Tanya. Selidik. Bertian kini kah laki-laki? Menunduk. Merintih. Berkacak namun mengaduh. Muka pucat pasi pun sakit mencekik.
Guruh memeluk senapannya erat-erat. Ia duduk menjauh dari pasukan. Pada bagian paling depan lobang pertahanan. Marah. Kecewa. Curiga. Benci. Semua bercampur menjadi satu. Meracuni pikirannya dan membusukkan semangat tempurnya.
“Aku ingin meledakkan kepalanya. Andikara.” Sungut Guruh saat Suami Menik menemuinya di lobang pertahanan.
“Aku paham. Tapi itu bukan hal penting.” Suami Menik menepuk pundaknya.
Guruh menatap kakak iparnya.
“Ada hal lain yang lebih penting yang harus kamu ketahui. Hal yang kujanjikan untuk diungkap. Hal yang tidak ditanyakan seorangpun dari pasukan karena euforia kemenangan hari ini.”
“Apa itu Mas?”
“Kami bertemu dengan dua orang di Boaz. Mungkin lebih tepatnya dua pribadi.”

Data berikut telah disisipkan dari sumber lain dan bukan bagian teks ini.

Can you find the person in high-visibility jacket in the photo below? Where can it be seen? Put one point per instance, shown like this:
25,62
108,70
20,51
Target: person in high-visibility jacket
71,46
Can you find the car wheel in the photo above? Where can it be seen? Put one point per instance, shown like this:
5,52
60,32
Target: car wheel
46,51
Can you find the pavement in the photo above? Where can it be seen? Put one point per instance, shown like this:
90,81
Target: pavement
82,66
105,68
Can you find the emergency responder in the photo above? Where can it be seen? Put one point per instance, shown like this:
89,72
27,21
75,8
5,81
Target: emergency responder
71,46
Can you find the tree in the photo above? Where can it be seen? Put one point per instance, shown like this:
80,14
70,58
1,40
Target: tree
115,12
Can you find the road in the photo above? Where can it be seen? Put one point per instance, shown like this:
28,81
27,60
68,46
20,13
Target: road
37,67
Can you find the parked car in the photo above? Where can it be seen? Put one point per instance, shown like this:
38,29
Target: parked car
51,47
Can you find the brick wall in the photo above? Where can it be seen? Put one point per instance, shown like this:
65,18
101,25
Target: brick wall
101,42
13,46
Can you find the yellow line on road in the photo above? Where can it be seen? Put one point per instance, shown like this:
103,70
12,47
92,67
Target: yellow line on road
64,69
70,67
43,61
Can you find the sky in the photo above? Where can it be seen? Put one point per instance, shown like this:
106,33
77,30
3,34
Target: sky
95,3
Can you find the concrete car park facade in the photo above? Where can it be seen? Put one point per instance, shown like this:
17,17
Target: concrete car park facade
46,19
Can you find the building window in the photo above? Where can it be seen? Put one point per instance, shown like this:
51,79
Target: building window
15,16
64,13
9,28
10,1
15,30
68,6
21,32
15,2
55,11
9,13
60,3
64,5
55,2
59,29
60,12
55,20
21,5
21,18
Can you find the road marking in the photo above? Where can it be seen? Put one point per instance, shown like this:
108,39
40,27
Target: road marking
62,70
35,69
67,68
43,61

Guruh meletakkan senapannya ke dinding liang perlindungan. Ia menata duduknya. Sekarang ia berhadapan dengan kakak iparnya.
“Dua pribadi?”
“Iya. Keduanya mengenalmu sangat dekat. Mereka bahkan melukiskanmu lebih dari yang aku tahu. Sama seperti pengalamanmu, kami dibawa menjelajahi pemukiman. Tetapi sama sekali tidak menemukan siapa pun, selain keduanya. Mereka membawa kami melihat pintu matriks Boas. Sama sepertimu, aku tidak memahami apa yang aku lihat di sana dan apa yang aku lihat dari sini.”
“Mereka mengenalku?”
“Sangat mengenalmu.”
“Siapa mereka?”
“Mereka tidak menyebut nama. Tetapi mereka menitipkan ini kepada kami. Mereka memintanya untuk diserahkan padamu. Tidak boleh seorang pun tahu.” Suami Menik menyerahkan secarik kertas.
Guruh membukanya. Ia mengenal dengan sangat baik tulisan siapa yang menggores pesan itu. Tetapi hatinya menyangkal penglihatannya.
Sebuah pesan yang ditulis di atas selembar kartun hitam dengan grafis spidol putih.
Pater hemon, ho en tois ouranois hagiastheto to onoma sou; eltheto he basileia sou; genetheto to thelema sou: hos en ouranoi, kai epi tes ges; ton arton hemon ton epiousion dos hemin semeron; kai aphes hemin ta opheilemata hemon, hos kai hemeis aphiemen tois opheiletais hemon; kai me eisenenkeis hemas eis peirasmon, alla rhusai hemas apo tou ponerou.
(Hoti sou estin he basileia, kai he dunamis, kai he doxa eis tous aionas: Amen)
Guruh meraih kantong plastik kecil dari saku kirinya. Dilipatnya kartun itu. Dimasukan ke dalam kantong plastic. Kemudian dimasukan kembali ke saku kiri bajunya.